India is a leading member of the G-33 along with Indonesia, China, the Philippines, Korea, Kenya, Nigeria, Cuba, and Bolivia among others. The G-33 members have made sustained efforts over the past three years but there has been little material change because of the continued diversionary tactics adopted by “some members”. The non-paper said: “It is a matter of concern that in the course of the dedicated sessions, some members are still questioning the justifiable objectives behind the need for a permanent solution on PSH for food security purposes and have not engaged in substantive discussions by tabling their [counter] proposals.”

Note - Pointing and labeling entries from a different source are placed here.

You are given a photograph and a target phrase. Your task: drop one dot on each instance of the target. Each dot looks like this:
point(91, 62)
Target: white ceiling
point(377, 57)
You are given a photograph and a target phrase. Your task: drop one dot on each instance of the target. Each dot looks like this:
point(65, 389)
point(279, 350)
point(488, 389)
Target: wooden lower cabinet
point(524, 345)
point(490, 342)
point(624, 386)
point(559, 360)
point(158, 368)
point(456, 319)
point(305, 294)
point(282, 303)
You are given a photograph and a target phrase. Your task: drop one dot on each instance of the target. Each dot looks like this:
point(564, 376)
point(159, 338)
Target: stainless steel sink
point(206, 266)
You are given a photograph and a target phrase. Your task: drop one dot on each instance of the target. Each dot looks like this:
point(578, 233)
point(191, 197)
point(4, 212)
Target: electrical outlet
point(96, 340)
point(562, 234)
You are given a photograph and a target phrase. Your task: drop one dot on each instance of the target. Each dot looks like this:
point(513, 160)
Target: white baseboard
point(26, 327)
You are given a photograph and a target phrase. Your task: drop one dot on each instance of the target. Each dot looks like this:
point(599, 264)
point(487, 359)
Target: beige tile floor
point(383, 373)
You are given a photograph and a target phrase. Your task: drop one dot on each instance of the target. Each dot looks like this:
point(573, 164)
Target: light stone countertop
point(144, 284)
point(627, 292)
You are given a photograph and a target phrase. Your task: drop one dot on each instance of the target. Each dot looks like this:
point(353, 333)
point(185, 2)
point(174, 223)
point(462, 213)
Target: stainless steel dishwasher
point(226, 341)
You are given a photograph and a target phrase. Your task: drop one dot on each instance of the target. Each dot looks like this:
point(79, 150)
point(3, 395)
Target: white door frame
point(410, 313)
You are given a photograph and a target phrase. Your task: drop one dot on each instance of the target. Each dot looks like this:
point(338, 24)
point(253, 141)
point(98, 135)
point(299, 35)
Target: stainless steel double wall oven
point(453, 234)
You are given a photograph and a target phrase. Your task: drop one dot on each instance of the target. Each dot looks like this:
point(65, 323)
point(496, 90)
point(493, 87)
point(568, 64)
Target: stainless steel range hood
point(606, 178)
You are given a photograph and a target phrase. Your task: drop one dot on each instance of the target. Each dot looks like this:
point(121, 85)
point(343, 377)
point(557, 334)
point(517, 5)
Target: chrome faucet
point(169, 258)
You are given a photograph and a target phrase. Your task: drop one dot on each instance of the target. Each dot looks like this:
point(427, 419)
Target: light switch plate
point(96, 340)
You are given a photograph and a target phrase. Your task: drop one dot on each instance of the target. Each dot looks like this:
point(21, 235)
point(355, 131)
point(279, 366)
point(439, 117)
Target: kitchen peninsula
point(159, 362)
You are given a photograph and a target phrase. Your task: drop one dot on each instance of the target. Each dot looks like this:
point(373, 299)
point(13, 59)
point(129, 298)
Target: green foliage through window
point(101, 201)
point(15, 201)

It is common knowledge that Australia, Canada, the European Union, and the US among others have adopted stonewalling and diversionary tactics since the Nairobi meeting in frustrating the G-33 members by raising issues outside the proposals they had submitted. Indonesia said the G-33 had tabled five proposals till now to demand an amendment to the Agreement on Agriculture by inserting “a new Annex 6” to exempt food security purposes for public stockholding for food security purposes from any commitments.

But US, the EU, Canada and Australia among others raised extraneous issues outside the permanent solution. The US, for example, had suggested the need to review the efficacy and trade effects of the existing public stockholding (programmes) for food security purposes, to review the existing WTO rules and policies adopted by members and how these policies are constrained by those rules, and finally to establish best practices and provide funding for capacity building to implement the agreed best practices. Indonesia maintained, “Programmes for the acquisition of foodstuffs at administered prices shall not be required to be accounted for in the Aggregate Measurement of Support (AMS or amber box reduction measures).”

The G-33 has protested against US attempts to take the negotiations away from finding a permanent solution. The Trump administration in Washington is increasingly preoccupied with bilateral trade agreements, and reckons that multilateral trade liberalisation does not bring about positive gains to American workers. India also wants outcomes on the special safeguard mechanism for curbing unforeseen surges in imports of agricultural products and credible improvements in the global trade in services.

It is felt the ministerial meeting at Buenos Aires will be an exercise in futility without the consensus of a permanent solution on PSH programmes for food security in sight. WTO director general Roberto Azevedo delivered a sombre assessment by saying that he cannot see any low-hanging fruits for harvesting in Buenos Aires.